El oro ya le ganó al bono del Tesoro
Todo este cuadro tiene una traducción muy concreta en los mercados: la fuga silenciosa de las reservas mundiales hacia el oro. La cuota del dólar en las reservas globales de divisas cayó de casi 60% en 2016 a 46% a fines de 2024, y esa tendencia se aceleró desde el inicio del segundo mandato de Trump.
El giro estructural hacia el oro
China, en particular, lleva más de año y medio de compras oficiales de oro ininterrumpidas —el Banco Popular de China acumula compras mes a mes desde hace 17-18 meses—, aunque el World Gold Council estima que sus reservas reales podrían ser hasta el doble de lo que declara oficialmente. Para Pekín, el oro funciona como herramienta de diversificación frente al dólar, cobertura frente a eventuales sanciones financieras futuras, y respaldo a largo plazo para la credibilidad del yuan.
Un dato que agrega otra capa de desconfianza: varios países vienen repatriando oro que tenían depositado en bóvedas de Estados Unidos y Reino Unido, llevándolo de regreso a territorio propio. No es solo una señal de que se busca diversificar lejos del dólar como activo — es una señal de que ni siquiera se confía en tener ese oro guardado en suelo estadounidense.
Hay además una anomalía técnica que preocupa a los analistas: normalmente, en momentos de estrés financiero, el dólar sube como refugio. Pero tanto tras los aranceles del «Día de la Liberación» del 2 de abril de 2025 como durante la escalada por Groenlandia a inicios de 2026, el dólar cayó junto con acciones y bonos estadounidenses — el comportamiento inverso al esperado, y una señal de que el mercado ya no trata al dólar como el refugio incondicional de siempre.

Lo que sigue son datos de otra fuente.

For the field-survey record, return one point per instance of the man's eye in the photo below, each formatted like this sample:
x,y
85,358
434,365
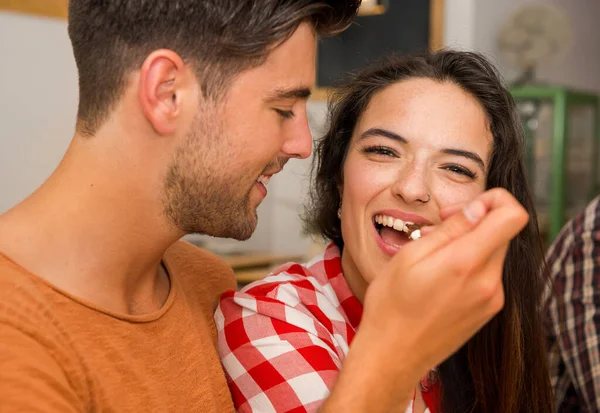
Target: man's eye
x,y
286,114
380,150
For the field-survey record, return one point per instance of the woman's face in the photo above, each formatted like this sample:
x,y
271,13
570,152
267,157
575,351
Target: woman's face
x,y
420,146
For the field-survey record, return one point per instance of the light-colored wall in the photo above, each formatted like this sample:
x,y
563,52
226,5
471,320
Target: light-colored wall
x,y
38,83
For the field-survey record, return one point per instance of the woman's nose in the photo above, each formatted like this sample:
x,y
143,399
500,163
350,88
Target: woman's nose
x,y
411,185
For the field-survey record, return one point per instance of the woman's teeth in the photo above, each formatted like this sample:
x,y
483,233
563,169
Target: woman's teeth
x,y
263,179
410,228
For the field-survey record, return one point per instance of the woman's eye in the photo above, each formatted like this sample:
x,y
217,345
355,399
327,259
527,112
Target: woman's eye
x,y
460,170
380,150
286,114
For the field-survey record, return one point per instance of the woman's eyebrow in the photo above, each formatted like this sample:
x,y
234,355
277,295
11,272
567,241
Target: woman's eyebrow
x,y
449,151
382,132
465,154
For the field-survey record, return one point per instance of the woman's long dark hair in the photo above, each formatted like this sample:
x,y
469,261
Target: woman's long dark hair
x,y
503,368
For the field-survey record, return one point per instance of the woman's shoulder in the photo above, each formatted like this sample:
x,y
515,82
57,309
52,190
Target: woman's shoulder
x,y
309,283
303,295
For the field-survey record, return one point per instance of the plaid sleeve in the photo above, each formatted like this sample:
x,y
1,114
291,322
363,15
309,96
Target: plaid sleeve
x,y
281,344
573,314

Una salida difícil de coordinar
La postura de la propia administración sobre el dólar es, en el mejor de los casos, ambigua. El secretario del Tesoro, Scott Bessent, insiste en que Washington favorece un dólar fuerte y su rol como principal activo de reserva mundial. Pero Stephen Miran —gobernador de la Fed hasta mayo de 2026 y antes presidente del Consejo de Asesores Económicos— había argumentado, antes de asumir el cargo, que ese mismo rol de reserva es una carga no deseada para la economía estadounidense.
La ironía de fondo es que las propias amenazas de Trump de imponer aranceles a países que reduzcan sus tenencias en dólares terminan reforzando, paradójicamente, el argumento a favor de diversificar. La presidencia francesa del G7 en 2026 busca abrir un debate sobre estos desequilibrios globales, pero entre la determinación de Trump de sostener un proteccionismo histórico y el interés de China en profundizar la dependencia de otros países hacia su propia moneda, la probabilidad de una discusión franca —y mucho menos de una salida cooperativa— parece escasa.
No hace falta un plan maestro para desestabilizar un sistema: alcanza con presionar varios pilares al mismo tiempo, aunque sea de forma contradictoria. Menos regulación bancaria, una Fed bajo asedio político, sanciones usadas como negocio antes que como principio, y la amenaza latente sobre un territorio aliado son, cada una por separado, motivo de preocupación. Juntas, ya están moviendo miles de millones de dólares hacia el oro — la forma más antigua que tiene el mundo de decir que ya no confía del todo en la promesa de papel.